Tre alpinisti esperti
I tre sono tutti validi sportivi e competenti scialpinisti. Giorgio De Capitani, Niccolò Ratti e Luca Zanette stavano risalendo il canale quando un lastrone di neve si è staccato sopra di loro, travolgendo De Capitani e Ratti. I due sono stati portati verso valle per circa trecento metri, lungo la parete e fuori dal canalone. Zanette, che li precedeva di qualche metro, è riuscito incredibilmente a restare fuori dalla traiettoria della valanga.

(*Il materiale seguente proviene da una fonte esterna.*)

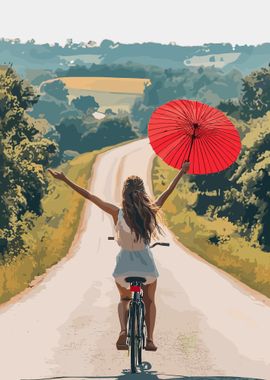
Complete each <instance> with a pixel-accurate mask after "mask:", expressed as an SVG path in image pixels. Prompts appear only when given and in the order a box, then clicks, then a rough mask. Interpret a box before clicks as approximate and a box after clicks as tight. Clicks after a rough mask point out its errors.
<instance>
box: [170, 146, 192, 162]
mask: <svg viewBox="0 0 270 380" xmlns="http://www.w3.org/2000/svg"><path fill="white" fill-rule="evenodd" d="M185 142H186V147H187V148H186V151H187V149H188V145H189V144H188V140H185ZM182 145H183V144H182ZM186 151H185V153H183V152H184V149H183V150H182V154H179V156H178V158H177V162H176V164H175V166H176V167H178V162H179V161H180V157H181V156H184V157H185V155H186ZM171 162H172V159H171V161H170V163H171Z"/></svg>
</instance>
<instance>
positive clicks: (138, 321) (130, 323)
mask: <svg viewBox="0 0 270 380" xmlns="http://www.w3.org/2000/svg"><path fill="white" fill-rule="evenodd" d="M108 240H114V237H113V236H108ZM156 245H162V246H166V247H168V246H169V245H170V243H163V242H155V243H154V244H152V245H151V246H150V247H149V248H153V247H155V246H156ZM125 281H126V282H128V283H129V284H130V291H131V292H132V299H131V301H130V303H129V310H128V322H127V325H128V334H127V342H126V343H127V345H128V347H129V350H128V351H129V353H130V367H131V372H132V373H136V372H137V370H136V368H137V366H140V365H141V364H142V350H143V349H144V348H145V329H146V326H145V319H144V315H145V307H144V302H143V290H142V285H143V284H144V283H145V282H146V279H145V278H144V277H126V278H125Z"/></svg>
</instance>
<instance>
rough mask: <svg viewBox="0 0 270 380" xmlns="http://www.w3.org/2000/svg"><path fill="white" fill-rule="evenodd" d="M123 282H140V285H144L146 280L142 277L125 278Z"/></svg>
mask: <svg viewBox="0 0 270 380" xmlns="http://www.w3.org/2000/svg"><path fill="white" fill-rule="evenodd" d="M125 281H126V282H130V283H131V282H141V283H144V282H146V278H144V277H126V278H125Z"/></svg>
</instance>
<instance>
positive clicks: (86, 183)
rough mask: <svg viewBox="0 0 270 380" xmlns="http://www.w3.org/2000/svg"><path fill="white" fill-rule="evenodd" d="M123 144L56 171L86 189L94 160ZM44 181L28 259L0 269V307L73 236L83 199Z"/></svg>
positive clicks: (53, 264)
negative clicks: (40, 204)
mask: <svg viewBox="0 0 270 380" xmlns="http://www.w3.org/2000/svg"><path fill="white" fill-rule="evenodd" d="M126 143H127V142H124V143H120V144H117V145H114V146H113V147H111V146H110V147H105V148H103V149H101V150H97V151H92V152H89V153H84V154H82V155H80V156H78V157H76V158H74V159H73V160H71V161H68V162H66V163H64V164H63V165H61V166H59V167H58V168H57V169H56V170H62V171H63V172H64V173H65V174H66V175H67V176H68V177H69V178H70V179H71V180H72V181H74V182H76V183H77V184H78V185H79V186H82V187H86V186H87V183H88V180H89V178H90V177H91V173H92V168H93V164H94V162H95V159H96V157H97V156H98V155H99V154H100V153H103V152H105V151H107V150H109V149H111V148H115V147H116V146H121V145H124V144H126ZM48 178H49V188H48V194H46V196H45V197H44V198H43V199H42V205H43V210H44V212H43V214H42V215H41V216H40V217H38V218H37V219H36V220H35V221H34V226H33V228H32V230H31V231H28V232H27V233H26V234H25V236H24V238H25V240H26V241H27V243H28V244H29V245H30V246H31V248H32V252H31V255H29V254H25V253H24V252H21V253H20V254H19V255H18V256H17V257H16V258H14V260H13V261H12V262H11V263H9V264H5V265H1V266H0V303H3V302H6V301H8V300H9V299H10V298H11V297H13V296H14V295H16V294H18V293H20V292H21V291H23V290H24V289H25V288H27V287H28V286H29V284H30V283H31V282H32V280H34V279H35V277H36V276H39V275H41V274H43V273H44V272H46V269H47V268H50V267H51V266H52V265H54V264H56V263H57V262H58V261H59V260H61V259H62V258H63V257H64V256H65V255H66V254H67V253H68V250H69V247H70V246H71V243H72V241H73V239H74V236H75V234H76V231H77V228H78V226H79V222H80V217H81V211H82V208H83V205H84V202H85V199H84V198H83V197H82V196H81V195H79V194H78V193H76V192H75V191H74V190H72V189H71V188H70V187H68V186H67V185H66V184H65V183H63V182H61V181H57V180H56V179H54V178H53V177H52V176H51V175H50V174H49V173H48ZM26 216H27V215H26Z"/></svg>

A quel punto il terzo scialpinista si è messo in sicurezza e ha dato immediatamente l’allarme, indicando ai soccorritori il punto dell’incidente.
Intervento rapidissimo
Le operazioni sono scattate in pochi minuti, con l’intervento della REGA, del soccorso alpino della Svizzera centrale, di un elicottero della Swiss Helicopter e della polizia cantonale. Decisive le indicazioni di Zanette per individuare rapidamente i due compagni sepolti dalla neve. I feriti sono stati recuperati ed elitrasportati d’urgenza in ospedale.
Il quadro clinico
Le loro condizioni sono in continua fase di valutazione, ma è il quadro clinico di Giorgio De Capitani a destare la maggiore apprensione: è in condizioni ritenute molto serie, con prognosi riservata. Niccolò Ratti è ricoverato in condizioni gravi, ma al momento attuale non risulterebbe in pericolo di vita.
Sulle cause del distacco sono in corso accertamenti. I bollettini neve avevano segnalato nella zona investita dalla valanga un rischio forte, di grado 4, a causa di uno sbalzo termico eccezionale, con zero termico altissimo e temperature che anche in alta quota sono arrivate a toccare i 15 gradi.